Hydrogen Doping Induced $p_x\pm ip_y$ Triplet Superconductivity in Quasi-One-Dimensional K$_2$Cr$_3$As$_3$

Abstract: Quasi-one-dimensional (Q1D) Cr-based pnictide K$_2$Cr$_3$As$_3$ has aroused great research interest due to its possible triplet superconducting pairing symmetry. Recent experiments have shown that incorporating hydrogen atoms into K$_2$Cr$_3$As$_3$ would significantly change its electronic and magnetic properties. Hence, it's necessary to investigate the impact of hydrogen doping in superconducting pairing symmetry of this material. Employing the hydrogen as an non-trivial electron-doping, our calculates show that, different from the $p_z$-wave obtained without hydrogen, the system exhibits $p_x\pm ip_y$ pairing superconductivity under specific hydrogen doping.
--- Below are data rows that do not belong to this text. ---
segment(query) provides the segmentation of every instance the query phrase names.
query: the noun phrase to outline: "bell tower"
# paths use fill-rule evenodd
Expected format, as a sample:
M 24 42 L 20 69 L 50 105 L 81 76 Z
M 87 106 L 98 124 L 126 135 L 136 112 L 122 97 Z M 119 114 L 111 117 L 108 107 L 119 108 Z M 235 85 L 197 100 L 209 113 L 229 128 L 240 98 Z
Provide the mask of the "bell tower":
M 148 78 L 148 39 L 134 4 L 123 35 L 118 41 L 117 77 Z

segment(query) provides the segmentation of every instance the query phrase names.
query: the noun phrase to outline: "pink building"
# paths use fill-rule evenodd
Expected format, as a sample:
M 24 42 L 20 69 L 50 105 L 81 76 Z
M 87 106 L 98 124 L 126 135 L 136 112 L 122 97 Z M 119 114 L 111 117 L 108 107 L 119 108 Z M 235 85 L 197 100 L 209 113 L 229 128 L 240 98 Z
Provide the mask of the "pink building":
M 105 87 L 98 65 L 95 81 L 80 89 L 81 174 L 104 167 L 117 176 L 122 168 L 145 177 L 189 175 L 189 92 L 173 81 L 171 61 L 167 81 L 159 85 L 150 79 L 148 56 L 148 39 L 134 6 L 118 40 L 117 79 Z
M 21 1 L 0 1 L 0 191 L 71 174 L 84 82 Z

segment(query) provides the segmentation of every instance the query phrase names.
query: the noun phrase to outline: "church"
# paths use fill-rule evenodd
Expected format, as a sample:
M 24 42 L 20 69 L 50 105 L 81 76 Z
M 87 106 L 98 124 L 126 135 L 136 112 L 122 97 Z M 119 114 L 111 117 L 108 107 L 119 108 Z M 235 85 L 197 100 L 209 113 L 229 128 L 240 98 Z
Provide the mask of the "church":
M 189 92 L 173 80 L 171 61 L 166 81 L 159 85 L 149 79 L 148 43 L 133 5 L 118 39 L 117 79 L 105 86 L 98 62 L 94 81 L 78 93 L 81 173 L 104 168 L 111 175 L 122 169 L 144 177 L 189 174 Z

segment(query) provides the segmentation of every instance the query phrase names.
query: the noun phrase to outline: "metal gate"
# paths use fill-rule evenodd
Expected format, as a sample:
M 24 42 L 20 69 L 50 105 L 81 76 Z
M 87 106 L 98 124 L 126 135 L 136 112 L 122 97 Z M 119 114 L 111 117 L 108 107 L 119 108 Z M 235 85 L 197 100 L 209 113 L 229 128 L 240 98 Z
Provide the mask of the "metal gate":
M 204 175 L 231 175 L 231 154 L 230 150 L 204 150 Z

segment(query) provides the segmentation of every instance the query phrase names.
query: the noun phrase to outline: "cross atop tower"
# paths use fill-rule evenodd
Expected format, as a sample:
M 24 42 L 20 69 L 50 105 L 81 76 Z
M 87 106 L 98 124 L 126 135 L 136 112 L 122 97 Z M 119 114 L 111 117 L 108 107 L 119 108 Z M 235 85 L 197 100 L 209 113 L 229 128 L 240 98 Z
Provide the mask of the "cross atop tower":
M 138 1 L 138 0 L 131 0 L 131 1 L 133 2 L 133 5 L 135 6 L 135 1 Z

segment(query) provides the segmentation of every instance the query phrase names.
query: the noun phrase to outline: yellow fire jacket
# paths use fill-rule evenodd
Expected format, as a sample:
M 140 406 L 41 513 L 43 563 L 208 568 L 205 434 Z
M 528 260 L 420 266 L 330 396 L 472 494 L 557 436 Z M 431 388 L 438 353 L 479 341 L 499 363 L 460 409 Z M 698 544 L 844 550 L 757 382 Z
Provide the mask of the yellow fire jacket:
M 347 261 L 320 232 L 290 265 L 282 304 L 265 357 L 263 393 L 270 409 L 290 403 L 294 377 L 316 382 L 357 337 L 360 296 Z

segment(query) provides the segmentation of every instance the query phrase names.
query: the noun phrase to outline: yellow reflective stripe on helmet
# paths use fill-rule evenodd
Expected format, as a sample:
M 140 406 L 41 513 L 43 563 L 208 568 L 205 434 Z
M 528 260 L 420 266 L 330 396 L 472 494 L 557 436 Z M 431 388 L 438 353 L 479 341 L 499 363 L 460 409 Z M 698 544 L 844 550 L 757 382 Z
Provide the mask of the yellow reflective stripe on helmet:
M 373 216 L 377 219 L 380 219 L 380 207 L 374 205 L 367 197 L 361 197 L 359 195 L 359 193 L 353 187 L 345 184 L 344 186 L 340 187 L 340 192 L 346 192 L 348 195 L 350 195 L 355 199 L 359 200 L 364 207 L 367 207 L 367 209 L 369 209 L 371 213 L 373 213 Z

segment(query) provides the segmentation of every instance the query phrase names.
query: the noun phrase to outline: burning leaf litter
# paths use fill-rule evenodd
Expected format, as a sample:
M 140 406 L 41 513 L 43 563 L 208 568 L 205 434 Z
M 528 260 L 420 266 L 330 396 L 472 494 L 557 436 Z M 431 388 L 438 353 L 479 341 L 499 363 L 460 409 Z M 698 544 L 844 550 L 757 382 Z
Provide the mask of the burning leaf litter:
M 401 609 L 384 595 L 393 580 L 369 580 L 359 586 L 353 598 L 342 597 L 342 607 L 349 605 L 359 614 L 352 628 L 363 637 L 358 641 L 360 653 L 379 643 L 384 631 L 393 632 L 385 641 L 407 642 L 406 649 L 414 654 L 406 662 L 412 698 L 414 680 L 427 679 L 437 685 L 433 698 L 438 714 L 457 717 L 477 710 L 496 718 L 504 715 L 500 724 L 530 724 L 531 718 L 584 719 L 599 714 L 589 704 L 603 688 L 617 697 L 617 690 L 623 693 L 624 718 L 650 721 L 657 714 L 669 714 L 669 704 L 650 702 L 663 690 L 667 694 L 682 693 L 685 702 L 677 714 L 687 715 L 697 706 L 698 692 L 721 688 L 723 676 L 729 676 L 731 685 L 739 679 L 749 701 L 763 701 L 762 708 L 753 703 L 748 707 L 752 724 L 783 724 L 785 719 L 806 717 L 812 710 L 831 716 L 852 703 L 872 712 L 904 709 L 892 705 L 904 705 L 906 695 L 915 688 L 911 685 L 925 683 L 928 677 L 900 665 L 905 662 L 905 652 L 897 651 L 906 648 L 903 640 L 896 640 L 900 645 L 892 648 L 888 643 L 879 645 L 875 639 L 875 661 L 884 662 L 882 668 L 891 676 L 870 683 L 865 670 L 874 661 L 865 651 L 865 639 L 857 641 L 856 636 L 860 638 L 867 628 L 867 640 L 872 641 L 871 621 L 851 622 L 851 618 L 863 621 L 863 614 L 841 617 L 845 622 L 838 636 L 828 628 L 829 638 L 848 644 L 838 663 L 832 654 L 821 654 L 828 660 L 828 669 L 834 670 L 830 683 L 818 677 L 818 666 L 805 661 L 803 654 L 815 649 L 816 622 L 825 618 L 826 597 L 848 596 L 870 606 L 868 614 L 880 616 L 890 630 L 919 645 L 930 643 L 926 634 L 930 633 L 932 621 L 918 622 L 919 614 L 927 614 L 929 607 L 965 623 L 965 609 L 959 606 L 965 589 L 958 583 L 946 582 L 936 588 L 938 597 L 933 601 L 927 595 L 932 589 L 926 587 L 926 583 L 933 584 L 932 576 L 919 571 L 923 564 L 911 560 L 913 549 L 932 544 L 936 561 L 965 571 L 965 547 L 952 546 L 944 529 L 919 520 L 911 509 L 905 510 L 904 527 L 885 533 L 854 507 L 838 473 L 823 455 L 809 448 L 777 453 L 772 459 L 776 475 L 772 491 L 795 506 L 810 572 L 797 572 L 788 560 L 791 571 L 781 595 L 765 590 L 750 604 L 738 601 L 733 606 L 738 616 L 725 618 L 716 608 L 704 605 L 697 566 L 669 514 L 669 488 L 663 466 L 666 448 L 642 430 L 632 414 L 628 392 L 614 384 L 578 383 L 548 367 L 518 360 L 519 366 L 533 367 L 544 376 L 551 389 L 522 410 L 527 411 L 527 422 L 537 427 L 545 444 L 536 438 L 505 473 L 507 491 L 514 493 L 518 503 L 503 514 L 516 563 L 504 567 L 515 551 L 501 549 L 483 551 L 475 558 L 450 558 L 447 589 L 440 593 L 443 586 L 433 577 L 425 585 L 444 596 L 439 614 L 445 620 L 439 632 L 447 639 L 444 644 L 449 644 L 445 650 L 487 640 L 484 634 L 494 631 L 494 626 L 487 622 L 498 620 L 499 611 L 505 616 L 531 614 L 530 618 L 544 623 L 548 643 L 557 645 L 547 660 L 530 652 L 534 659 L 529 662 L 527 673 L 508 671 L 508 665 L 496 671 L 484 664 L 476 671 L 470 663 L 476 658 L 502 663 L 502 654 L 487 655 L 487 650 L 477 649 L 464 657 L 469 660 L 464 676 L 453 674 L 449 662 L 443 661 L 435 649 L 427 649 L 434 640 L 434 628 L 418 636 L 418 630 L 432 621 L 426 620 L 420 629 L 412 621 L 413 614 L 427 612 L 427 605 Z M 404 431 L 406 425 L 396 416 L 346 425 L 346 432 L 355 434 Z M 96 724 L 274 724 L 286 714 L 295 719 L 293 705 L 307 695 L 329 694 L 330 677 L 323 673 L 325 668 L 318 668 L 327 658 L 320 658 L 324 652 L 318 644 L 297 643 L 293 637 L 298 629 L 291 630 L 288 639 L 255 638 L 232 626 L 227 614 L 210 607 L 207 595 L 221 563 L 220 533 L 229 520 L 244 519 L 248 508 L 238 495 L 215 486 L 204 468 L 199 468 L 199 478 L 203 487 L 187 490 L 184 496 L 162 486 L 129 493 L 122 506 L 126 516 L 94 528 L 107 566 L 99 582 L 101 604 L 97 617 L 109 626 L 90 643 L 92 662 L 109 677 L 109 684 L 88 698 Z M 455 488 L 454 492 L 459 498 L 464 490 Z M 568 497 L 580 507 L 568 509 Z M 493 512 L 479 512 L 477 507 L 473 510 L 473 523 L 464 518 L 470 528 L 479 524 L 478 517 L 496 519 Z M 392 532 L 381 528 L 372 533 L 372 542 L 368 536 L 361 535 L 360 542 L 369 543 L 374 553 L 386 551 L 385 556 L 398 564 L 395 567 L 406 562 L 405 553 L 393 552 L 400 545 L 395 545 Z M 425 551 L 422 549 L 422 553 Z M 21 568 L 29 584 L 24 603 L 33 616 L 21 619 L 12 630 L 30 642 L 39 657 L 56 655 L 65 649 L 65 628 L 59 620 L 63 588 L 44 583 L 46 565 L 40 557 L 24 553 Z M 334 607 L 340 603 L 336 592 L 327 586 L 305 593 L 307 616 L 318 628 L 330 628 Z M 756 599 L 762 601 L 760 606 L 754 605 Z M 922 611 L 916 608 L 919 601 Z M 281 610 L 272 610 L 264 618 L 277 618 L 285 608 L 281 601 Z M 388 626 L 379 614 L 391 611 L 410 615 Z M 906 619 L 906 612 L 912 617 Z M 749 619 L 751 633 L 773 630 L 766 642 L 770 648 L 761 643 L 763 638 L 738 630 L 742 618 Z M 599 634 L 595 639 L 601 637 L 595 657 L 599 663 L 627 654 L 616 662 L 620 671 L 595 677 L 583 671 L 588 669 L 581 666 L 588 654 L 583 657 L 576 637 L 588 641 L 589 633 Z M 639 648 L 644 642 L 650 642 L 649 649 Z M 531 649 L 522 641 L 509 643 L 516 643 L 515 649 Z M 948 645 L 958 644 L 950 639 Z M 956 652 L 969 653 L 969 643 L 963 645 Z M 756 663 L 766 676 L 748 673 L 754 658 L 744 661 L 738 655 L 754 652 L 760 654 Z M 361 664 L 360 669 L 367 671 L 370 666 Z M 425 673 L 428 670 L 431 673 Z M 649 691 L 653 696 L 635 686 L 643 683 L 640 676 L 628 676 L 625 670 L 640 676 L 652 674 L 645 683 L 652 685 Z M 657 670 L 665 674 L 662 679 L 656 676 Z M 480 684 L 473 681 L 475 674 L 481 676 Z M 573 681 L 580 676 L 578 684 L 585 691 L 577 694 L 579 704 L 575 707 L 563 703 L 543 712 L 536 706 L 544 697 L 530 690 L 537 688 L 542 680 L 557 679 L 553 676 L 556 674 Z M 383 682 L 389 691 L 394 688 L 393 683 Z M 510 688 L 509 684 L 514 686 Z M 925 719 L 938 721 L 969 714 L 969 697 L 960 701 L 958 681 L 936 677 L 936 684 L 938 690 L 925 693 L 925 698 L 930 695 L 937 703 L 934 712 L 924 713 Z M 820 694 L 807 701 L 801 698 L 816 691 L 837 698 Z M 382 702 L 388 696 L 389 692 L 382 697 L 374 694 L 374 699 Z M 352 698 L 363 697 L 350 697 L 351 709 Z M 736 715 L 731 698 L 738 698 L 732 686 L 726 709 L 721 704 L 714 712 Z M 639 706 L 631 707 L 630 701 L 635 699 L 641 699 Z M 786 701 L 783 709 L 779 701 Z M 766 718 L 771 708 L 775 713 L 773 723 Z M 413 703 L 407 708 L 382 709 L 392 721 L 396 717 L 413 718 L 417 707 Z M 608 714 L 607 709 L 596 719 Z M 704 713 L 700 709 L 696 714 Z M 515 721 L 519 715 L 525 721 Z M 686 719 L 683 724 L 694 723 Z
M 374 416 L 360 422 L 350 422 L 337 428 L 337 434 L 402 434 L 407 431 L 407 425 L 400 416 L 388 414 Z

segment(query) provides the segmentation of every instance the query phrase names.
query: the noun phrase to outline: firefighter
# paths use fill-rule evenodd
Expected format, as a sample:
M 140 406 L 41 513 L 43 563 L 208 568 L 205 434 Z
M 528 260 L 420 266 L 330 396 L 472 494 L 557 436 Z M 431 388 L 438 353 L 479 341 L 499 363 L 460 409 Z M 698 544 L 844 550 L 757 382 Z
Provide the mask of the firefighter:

Specifically, we adopt the random-phase-approximation approach based on a six-band tight-binding model equipped with multi-orbital Hubbard interactions to study the hydrogen-doping dependence of the pairing symmetry and superconducting $T_c$. Under the rigid-band approximation, our pairing phase diagram shows the spin-triplet pairing states is dominated through out the hydrogen-doping regime $x\in (0,0.7)$. Particularly, the $T_c\sim x$ curve shows a peak at the 3D-quasi-1D Lifshitz transition point, and the pairing symmetry around this doping level is $p_x\pm ip_y$. The physical origin of this pairing symmetry is that the density of states is mainly concentrated at $k_x(k_y)$ with large momentum. Due to the three-dimensional character of the real material, this $p_x\pm ip_y$-wave superconducting state possesses point gap nodes. We further provide experiment prediction to identify this triplet $p_x\pm ip_y$-wave superconductivity.